30th Annual Report 2025-26

(b) Electronic payment

Listed companies are mandated by SEBI to use RBI approved e-mode of payment for making electronic payments to investors. Members are therefore advised to update their Bank details with their Depositories (in case of demat holding) or with our RTA (for physical holding).

(c) Non electronic payment

In the absence of adequate Bank details facilitating electronic payment, listed companies are allowed to use physical instruments for paying dividend. The company however shall mandatorily print the Bank details of shareholders on such payment instruments.

Banker's cheque or demand draft for physical payment would be issued by the company, payable at par at the designated branches of the Bank printed on the reverse of Dividend Warrant. Initial validity would be 3 months and payment instruments thereafter would be payable as per advice of the bankers. Members are hence advised to encash the payment instruments within the initial validity period.

(d) Tax on dividend

Dividend income is taxable in the hands of shareholders under current tax law and the company is required to deduct tax at source (TDS) from same at the prescribed rates. The company would be sending an email to shareholders advising TDS rates in force for different categories based on documents furnished by shareholders. This would also be placed on the company website. Shareholders are requested to refer to the Income Tax Act, 2025 and Rules thereunder for full details.

Salient features:

(a) There will be no TDS from dividend payable to a resident individual shareholder, if the total dividend to be received during FY 2026-27 from the company does not exceed ₹ 10000/-.

(b) Shareholders are requested to complete and/or update their residential status, PAN and other details with (i) their Depository Participants (DPs) in the case of demat holding; and (ii) with the RTA for physical holding.

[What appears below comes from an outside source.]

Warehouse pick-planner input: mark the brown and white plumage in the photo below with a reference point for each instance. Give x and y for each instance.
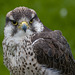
(33, 49)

(c) A resident individual shareholder with PAN who is not liable for income tax can submit declaration in Form 121 to avail the benefit of non-deduction of tax. In case their PAN is not registered as above and not linked with Aadhaar, TDS would be at a higher rate of 20%.

(d) Non-resident shareholders can avail beneficial rates under applicable Tax Treaty subject to furnishing Form 41 and providing necessary documents.

(e) NSE & BSE vide their circulars dated 25.10.2024 have informed that NSDL has developed a tax services platform. This will enable Custodians of FPIs to upload client documents like Form 41, permanent establishment document, tax residency certificate once in a financial year to claim tax benefit which can be accessed by Issuers and Registrars and Transfer Agent (RTAs) and listed companies for determining the TDS rate.

(f) Form 121 or Form 41 can be filed online with the RTA thro' their link https://investors.cameoindia.com. These can also be downloaded from the company website, duly completed, signed, scanned and emailed to the RTA at [email protected].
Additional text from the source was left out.